Parasitas do povo, o padre, o médico, o professor e o juiz, em nome de Deus, do
saber, da lei e de Esculápio, exigiam-lhe todas as formas de preitesia, a
começar pela mais concreta: o óbolo dos frutos da terra. Cada ungido que vinha
oficiar à sua igreja, antes da primeira oração, olhava o altar das oferendas.
Crédulo e submisso como há mil anos, o camponês gemia, mas esvaziava a salgadeira,
a tulha e o curral. Cair no desagrado de tais divindades, seria a perdição
total neste mundo e no outro. O Diário do Governo e o Boletim Diocesano não
nomeavam funcionários públicos e pastores de almas. Proclamavam omnipotências.
E ai daquele que se recusasse a reconhecer-lhes a soberania!»
O artigo de um jovem da velha
guarda, racional, desassombrado, didáctico, a tentar desfazer uma crosta de encardida
e generalizada malandrice:
Patriotismo?
Tenham vergonha
Público 07/07/2016
Já ouvem ao longe as trombetas? Neste momento, a luta contra
as sanções não é apenas um combate político – é um desígnio patriótico ao nível
do ultimato inglês de 1890. É a dignidade de Portugal que está em causa! É a
obrigação de reagirmos à chantagem europeia! É a necessidade de defendermos a
alma lusitana e o espírito de Viriato! Vocês lembram-se do tempo em que o
nacionalismo era coisa salazarenta e o patriotismo uma bandeira poeirenta do
CDS? Esqueçam. O patriotismo está super-fashion e há um novo nacionalismo 2.0.
O PCP, o Bloco de Esquerda e o próprio PS estão embriagados de
nacional-patriotismo, e não é por causa do Europeu de futebol: é porque os
alemães – ou melhor: os boches – querem impor a todo o custo a ditadura da
austeridade. Em 1890 cantava-se pelas ruas “contra os bretões, marchar,
marchar”. Com o advento da República passou a cantar-se “contra os canhões,
marchar, marchar”. Chegou a hora de uma nova e imprescindível actualização:
“contra os teutões, marchar, marchar”.
O
secretário-geral do PCP pede ao Governo “brio patriótico” para informar
Wolfgang Schäuble que “no seu país manda ele, mas aqui mandam os portugueses”.
O Bloco garante que se as sanções forem para a frente ele lança contra a Europa
a sua mais recente canhoneira: o referendo-a-não-se-sabe-bem-o-quê. Já no final
do ano passado, o Bloco discutia num dos seus fóruns a candente questão: “A
esquerda deve ser patriótica?” Luís Fazenda mostrava o caminho: “Há um
nacionalismo progressivo e um nacionalismo reaccionário.

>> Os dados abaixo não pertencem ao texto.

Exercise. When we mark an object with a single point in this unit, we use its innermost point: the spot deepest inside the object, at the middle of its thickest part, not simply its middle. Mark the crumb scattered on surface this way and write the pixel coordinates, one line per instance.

Nós somos do campo do
nacionalismo progressista.” Viva, pois, o nacionalismo progressista, que o PS
tem vindo a adoptar com entusiasmo crescente, cumprindo mais uma das suas
promessas eleitorais: ser, nas palavras de António Costa, “o campeão do
patriotismo na Europa”.
A
coisa funciona assim: quanto mais a Europa se desconvence da sanidade mental
dos planos económicos de Mário Centeno, mais o fervor patriótico toma conta do
Partido Socialista. Por cada mapa Excel que se afunda há uma bandeira
verde-rubra que se ergue. Pelas ruas, estão plantados cartazes onde os
socialistas prometem “defender Portugal na Europa” e a destacada Ana Catarina
Mendes elogia a “voz grossa” do Governo e do PS. Os agudos de Pedro Passos
Coelho foram substituídos pelos baixos profundos de António Costa.
Por
favor, alguém informe os nacionalistas progressistas e os campeões do
patriotismo da figura ridícula que estão a fazer. Não por haver mal algum em
defender os interesses de um país – acho óptimo –, mas porque o único interesse
que a esquerda está a defender é a sua sobrevivência política. Isto não é um
patriotismo corajoso, de faca nos dentes. Isto é apenas um patriotismo
dependente, de chucha na boca.
Eis
a dura verdade: esta esquerda não tem qualquer projecto político plausível para
o país que tanto diz amar. Aquilo a que chamam patriotismo é o eterno
prolongamento do Portugal de mão estendida e incapaz de produzir o suficiente
para sustentar o seu nível de vida. Patriotismo é tentar quebrar esse círculo
vicioso. Patriotismo é trabalhar pelas reformas indispensáveis, é fazer
sacrifícios por um país melhor, é lutar pela nossa independência financeira.
Patriotismo não é berrar alto, a ver se nos voltam a encher a velha gamela.
Dizem por aí que o bom aluno era demasiado subserviente. Já o aluno cábula,
esse, é um grande patriota. Com uma mentalidade destas, só temos aquilo que
muito patrioticamente merecemos.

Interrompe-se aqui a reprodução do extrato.